Stratasys leaders and their peers at Desktop Metal on May 25 announced plans to join forces in a deal worth $1.8 billion. That plan, they said then, would set the stage for the combined organization to pull in $1.1 billion in sales in 2025 while cutting costs by $50 million annually. Just a few days later, however, 3D Systems offered to pay $1.2 billion in cash and stock for Stratasys and promised “simply the best outcome for the shareholders of both companies” in part because of the promise of $100 million in annual savings down the road.
On June 20, both companies issued statements on the proposed transactions. 3D President and CEO Jeffrey Graves said his team had not heard from Stratasys in the past three weeks but reiterated his belief in 3D’s bid, noting that investors had bid up his company’s shares and thus made its offer more valuable to Stratasys shareholders.
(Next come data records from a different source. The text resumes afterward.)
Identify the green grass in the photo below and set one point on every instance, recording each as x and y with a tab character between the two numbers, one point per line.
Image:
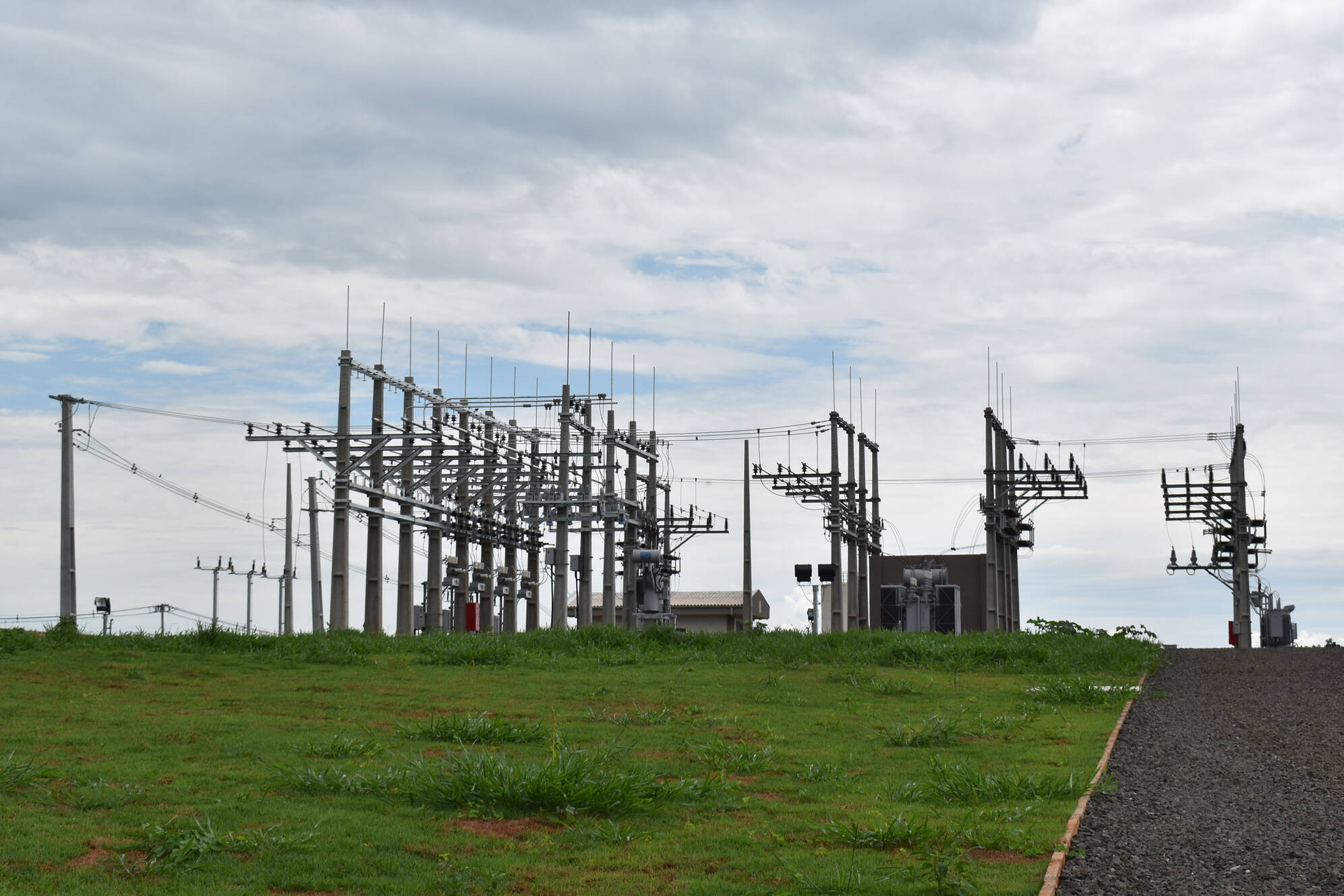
583	762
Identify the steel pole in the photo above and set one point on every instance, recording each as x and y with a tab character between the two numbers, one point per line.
561	575
534	549
508	611
406	530
464	511
67	507
315	551
609	526
374	562
991	510
747	535
341	502
289	549
585	597
838	613
851	540
491	460
1241	543
434	578
632	523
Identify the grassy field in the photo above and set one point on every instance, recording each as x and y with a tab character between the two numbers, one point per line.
582	762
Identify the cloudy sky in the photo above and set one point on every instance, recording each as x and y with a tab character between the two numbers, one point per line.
1127	202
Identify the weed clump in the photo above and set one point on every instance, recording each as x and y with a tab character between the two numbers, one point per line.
476	728
725	755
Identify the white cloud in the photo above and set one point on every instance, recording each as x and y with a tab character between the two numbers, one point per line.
1128	202
175	368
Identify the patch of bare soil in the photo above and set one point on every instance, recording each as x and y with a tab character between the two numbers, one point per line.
1001	856
98	855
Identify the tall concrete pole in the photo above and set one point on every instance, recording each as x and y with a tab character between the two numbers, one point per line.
1004	559
315	551
67	506
1241	544
341	503
374	558
875	503
862	526
534	554
490	449
991	527
289	549
851	541
747	535
585	597
561	594
609	526
464	508
405	529
434	572
836	518
632	531
651	525
508	613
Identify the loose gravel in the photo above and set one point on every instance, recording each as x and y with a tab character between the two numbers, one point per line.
1230	779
Soon after, the Stratasys board issued statements saying, among other things, that 3D’s acquisition offer does not constitute what the Desktop Metal agreement defines as a “superior proposal” because it undervalues Stratasys, doesn’t account for 3D’s (slower) growth plans and “lacks critical metal technology to be successful in mass production additive manufacturing.” That last element is a key selling point in having Desktop Metal, which has a stronger metal manufacturing business, join up with Stratasys, which is more established in marketing polymer products.
The Stratasys board also has published some new financial projections and now says that joining forces would goose top-line growth to at least $1.4 billion in 2026. The directors and their financial advisors now say they see EBITDA margins—previously forecast to be between 10% and 12 in 2025—growing to somewhere between 14% and 20% in 2026.